JHUG meetup March 15th 2017
Today, 15th of March, we held our next JHUG meetup (Meetup.com event). Trasys Greece, who is hiring, invited us to use the presentation room of their new office, and also bought pizza and beverages. We had around 60-70 attendees, including both old and new members.
The first presentation was by Panagiotis Kapralos (Linkedin), whose talk was about Code Refactoring. The talk was entry level, but also useful for more experienced software engineers. Panos began with an example of a class with several opportunities for refactoring. Step by step, he refactored the class to a more maintainable piece of code, explaining what caught his eye each time. After this example, he went on with a set of common Refactorings (i.e. extract method, extract variable, consolidate duplicate conditional fragments) and what each means.

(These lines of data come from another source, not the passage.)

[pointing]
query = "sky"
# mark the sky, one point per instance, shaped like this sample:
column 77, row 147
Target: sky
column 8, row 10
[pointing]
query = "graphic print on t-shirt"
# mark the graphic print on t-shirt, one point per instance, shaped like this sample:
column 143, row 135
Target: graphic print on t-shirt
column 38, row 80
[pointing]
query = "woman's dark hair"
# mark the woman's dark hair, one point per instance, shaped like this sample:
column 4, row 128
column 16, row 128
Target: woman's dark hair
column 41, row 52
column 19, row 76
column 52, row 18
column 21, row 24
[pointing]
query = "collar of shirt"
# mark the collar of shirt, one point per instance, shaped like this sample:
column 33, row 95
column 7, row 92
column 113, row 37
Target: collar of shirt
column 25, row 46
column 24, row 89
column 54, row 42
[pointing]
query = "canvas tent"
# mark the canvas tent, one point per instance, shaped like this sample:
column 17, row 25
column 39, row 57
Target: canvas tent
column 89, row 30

Then he presented the not-so-obvious relation between refactoring and economics (which you can use to convince your manager you are not losing your time and his budget). Furthermore, he explained that a software engineer should regard refactoring as an opportunity and not a chore, and allocate time for it. Finally, he concluded by reminding that there are cases where refactoring should not be considered (i.e. when the end-of-life of the software is close). You can find the slides here and watch the video:
The second presentation was by George Kalfopoulos, who talked about Microbenchmarking with JMH, the Java Microbenchmark Harness. George started by explaining why benchmarking is not straightforward because of optimisations that take place in several layers (JDK, JVM, OS, Hardware). These optimisations can give you a false picture of how performant your software is. JMH helps you profile your code with useful metrics (i.e. throughput, average time) in different setups (i.e. single thread, parallel threads) and even JVM initialisation arguments. It takes care of excluding setup tasks and warm-up executions in the results, so that you have a better picture of how your code behaved while actually executing. George reminded that even JMH results should be taken with a grain of salt, because even a minor Java update may have a drastic effect on the produced numbers. You can find the slides here and watch the video:
In the end of the meetup, we gave away 2 copies of Java testing with Spock, by our own Kostis Kapelonis, and 2 free invitations for Voxxed Days Athens (May 18th – 20th 2017), which were kindly offered to JHUG by the conference organizers.